Bill Bailey: comedian, bird-watcher and musical virtuoso

Fix up a strong tea with no sugar and you’ll share something in common with how British comedian, Bill Bailey, likes his cup of tea. But the commonalities are likely to stop there, as Bailey would much rather consume his tea from a flask – and that’s exactly where his uniqueness begins each day.

“ It’s quite nice to have tea out of a flask and it’s good to just have a flask of tea around the house – you don’t even have to go out,” he says. “Walking around in the countryside with a flask of tea looking for birds is actually quite therapeutic.”

Bailey’s love of birds and tea from a flask collided in his newest project, writing and illustrating the book, Bill Bailey’s Remarkable Guide to British Birds. The book is the follow up from his quiz television show in 2010, Bill Bailey’s Birdwatching Bonanza, which followed a similar vein in indulging his inner-bird-watcher.

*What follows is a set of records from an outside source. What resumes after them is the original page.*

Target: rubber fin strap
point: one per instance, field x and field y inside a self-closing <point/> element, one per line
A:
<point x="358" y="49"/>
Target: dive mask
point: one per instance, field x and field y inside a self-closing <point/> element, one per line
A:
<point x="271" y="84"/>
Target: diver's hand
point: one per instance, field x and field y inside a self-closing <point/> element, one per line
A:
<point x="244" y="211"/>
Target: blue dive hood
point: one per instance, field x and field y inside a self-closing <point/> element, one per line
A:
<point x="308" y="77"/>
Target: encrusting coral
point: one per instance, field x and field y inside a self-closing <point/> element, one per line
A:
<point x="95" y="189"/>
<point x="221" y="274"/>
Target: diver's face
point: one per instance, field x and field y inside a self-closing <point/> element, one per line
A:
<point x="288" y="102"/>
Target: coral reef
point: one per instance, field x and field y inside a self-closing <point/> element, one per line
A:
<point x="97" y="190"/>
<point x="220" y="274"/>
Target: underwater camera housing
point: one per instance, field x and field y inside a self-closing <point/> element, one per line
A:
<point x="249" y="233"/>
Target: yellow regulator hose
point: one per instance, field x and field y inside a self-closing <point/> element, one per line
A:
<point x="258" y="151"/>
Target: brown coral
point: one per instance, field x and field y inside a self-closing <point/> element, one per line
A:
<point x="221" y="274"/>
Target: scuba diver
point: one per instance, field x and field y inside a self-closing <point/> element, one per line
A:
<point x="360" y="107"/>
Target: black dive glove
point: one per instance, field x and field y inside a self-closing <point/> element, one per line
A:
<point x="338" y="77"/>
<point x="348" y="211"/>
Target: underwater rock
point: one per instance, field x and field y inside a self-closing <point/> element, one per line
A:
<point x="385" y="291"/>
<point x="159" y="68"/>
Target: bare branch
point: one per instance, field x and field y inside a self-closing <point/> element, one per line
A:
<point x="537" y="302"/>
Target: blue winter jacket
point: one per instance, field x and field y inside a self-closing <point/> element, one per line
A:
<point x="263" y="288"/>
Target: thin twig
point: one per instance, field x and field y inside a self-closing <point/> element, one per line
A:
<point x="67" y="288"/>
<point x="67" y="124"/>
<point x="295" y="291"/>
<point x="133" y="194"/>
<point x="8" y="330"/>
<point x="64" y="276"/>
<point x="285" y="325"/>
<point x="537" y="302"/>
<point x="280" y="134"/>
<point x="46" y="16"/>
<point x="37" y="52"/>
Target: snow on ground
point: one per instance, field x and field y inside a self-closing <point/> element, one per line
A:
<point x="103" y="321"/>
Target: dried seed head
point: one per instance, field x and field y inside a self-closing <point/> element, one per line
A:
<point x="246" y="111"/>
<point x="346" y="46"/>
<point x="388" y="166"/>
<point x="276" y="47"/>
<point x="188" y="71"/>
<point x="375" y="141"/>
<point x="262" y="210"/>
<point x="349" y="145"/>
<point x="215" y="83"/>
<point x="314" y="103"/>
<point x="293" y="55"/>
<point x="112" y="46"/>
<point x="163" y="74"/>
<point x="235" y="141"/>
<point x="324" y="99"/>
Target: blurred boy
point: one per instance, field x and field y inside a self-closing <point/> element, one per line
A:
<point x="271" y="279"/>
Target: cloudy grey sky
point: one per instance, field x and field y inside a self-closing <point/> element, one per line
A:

“I think I realised later on, when I was doing more comedy [that I loved bird-watching]. I realised I loved doing that and I take a pair of binoculars with me everywhere,” Bill says. “Australia is a brilliant place to go bird watching, because all the birds there to me are so exotic. There’s all these birds you never see anywhere else. They’re probably so commonplace to you and you’re thinking, ‘Why are you interested in a magpie?’ but to me that’s the sound of Australia; the fluting call of a magpie.”

His bird watching need not stem much farther than his own backyard, as Bailey owns a ball python, several Bali dingoes and an Argentinian horned frog among his menagerie of birds and exotic pets. Frequent trips to Indonesia (where he married his wife, Kristin, in 1988) aided his love for the colourful and intriguing.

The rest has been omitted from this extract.